Home Runs Are Up 31 Percent In Early Going

Statistics Collage With HitterBy LOU PAVLOVICH, JR.
Editor/Collegiate Baseball

INDIANAPOLIS, Ind. — Home runs are up 31 percent over last season according to the NCAA’s latest NCAA Division I statistics.

The increased jolt in offense undoubtedly can be attributed to the new flat seam balls that are being used for the first time in 155 years of college baseball.

The NCAA Division I Statistics’ Trends have been kept from 1970-2014.

At the end of the 2014 season, a record low 0.39 home runs per game for each team were hit.

In the latest NCAA statistics, that figure has jumped to 0.51 — a 31 percent increase.

The raw data shows that 869 home runs were hit over the first 1,708 Division I games of the season, according to the NCAA’s baseball statistics’ guru Jeff Williams.

The top two conferences in home runs are the Southeastern with 74 home runs over 92 games and the Pac-12 Conference with 52 home runs over 85 games.

Sixteen conferences have seen 30 or more home runs hit over the first two weeks of the season.

If the 0.51 figure for home runs holds through the remainder of the season, it will be the highest total in NCAA Division I baseball since BBCOR bats were introduced in 2011. That year, the home runs per game total was 0.52. Each year since then, the figure has gone down from 0.48 in 2012 to 0.42 in 2013 and 0.39 in 2014.

Home run numbers are not the end of the story.

To be fair, you must look at the other key categories in the Division I Baseball Statistics Trends.

Batting averages are down 0.37 percent (.270 in 2014 and .269 so far in 2015) and scoring is up 8.27 percent (5.08 runs per team per game in 2014 with 5.50 this season).

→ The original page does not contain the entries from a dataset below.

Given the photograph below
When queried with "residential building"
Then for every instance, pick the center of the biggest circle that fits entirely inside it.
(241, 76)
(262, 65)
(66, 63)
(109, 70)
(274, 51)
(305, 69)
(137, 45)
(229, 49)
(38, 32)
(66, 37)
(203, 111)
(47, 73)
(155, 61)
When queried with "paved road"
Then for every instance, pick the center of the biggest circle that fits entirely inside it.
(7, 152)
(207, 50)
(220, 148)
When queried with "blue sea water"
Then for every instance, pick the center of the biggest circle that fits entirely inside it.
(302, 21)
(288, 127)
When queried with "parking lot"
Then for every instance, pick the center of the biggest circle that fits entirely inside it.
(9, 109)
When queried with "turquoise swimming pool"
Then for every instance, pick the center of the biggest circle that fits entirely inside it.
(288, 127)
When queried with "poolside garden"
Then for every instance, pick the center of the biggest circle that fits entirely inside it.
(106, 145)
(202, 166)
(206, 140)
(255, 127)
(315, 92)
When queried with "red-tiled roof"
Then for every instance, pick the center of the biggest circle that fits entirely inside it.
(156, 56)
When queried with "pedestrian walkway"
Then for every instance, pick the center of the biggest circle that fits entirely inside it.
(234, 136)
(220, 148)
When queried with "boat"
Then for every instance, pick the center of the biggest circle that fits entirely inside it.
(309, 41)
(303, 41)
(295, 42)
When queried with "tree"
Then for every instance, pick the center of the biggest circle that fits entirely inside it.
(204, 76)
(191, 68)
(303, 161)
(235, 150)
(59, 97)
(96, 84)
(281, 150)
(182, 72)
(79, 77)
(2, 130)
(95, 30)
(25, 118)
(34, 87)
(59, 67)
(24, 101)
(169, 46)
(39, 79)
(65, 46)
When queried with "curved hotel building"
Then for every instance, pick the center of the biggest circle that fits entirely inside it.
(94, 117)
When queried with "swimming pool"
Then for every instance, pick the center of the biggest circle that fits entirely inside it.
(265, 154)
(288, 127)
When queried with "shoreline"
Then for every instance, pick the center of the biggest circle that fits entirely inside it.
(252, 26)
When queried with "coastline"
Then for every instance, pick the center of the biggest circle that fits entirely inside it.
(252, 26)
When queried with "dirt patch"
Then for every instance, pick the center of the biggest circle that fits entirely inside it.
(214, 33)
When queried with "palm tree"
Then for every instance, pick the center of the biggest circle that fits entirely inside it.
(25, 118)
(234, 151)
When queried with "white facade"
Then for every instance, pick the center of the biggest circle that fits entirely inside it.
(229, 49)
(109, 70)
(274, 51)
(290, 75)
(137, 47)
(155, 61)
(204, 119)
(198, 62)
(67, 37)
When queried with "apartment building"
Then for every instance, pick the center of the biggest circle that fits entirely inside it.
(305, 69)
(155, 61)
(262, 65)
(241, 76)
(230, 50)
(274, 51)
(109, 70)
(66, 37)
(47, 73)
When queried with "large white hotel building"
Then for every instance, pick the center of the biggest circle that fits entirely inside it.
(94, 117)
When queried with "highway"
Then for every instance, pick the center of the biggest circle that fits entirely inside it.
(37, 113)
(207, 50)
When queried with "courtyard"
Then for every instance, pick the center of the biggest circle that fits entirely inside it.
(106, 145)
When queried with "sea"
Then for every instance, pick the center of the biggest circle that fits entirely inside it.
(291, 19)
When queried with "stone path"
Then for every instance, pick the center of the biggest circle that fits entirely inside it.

Stolen bases are up 5.9 percent (1.02 stolen bases per game per team in 2014 and 1.08 in 2015) while sacrifice bunts are down 20 percent (0.76 sacrifices per game per team in 2014 and 0.61 in 2015).

Key pitching indicators have gone up as well with ERAs of NCAA Division I teams going up 7.8 percent (4.22 ERA in 2014 and 4.55 ERA in 2015) and strikeouts per nine innings by pitchers up 18 percent (6.48 strikeouts per 9 innings in 2014 and 7.64 in 2015).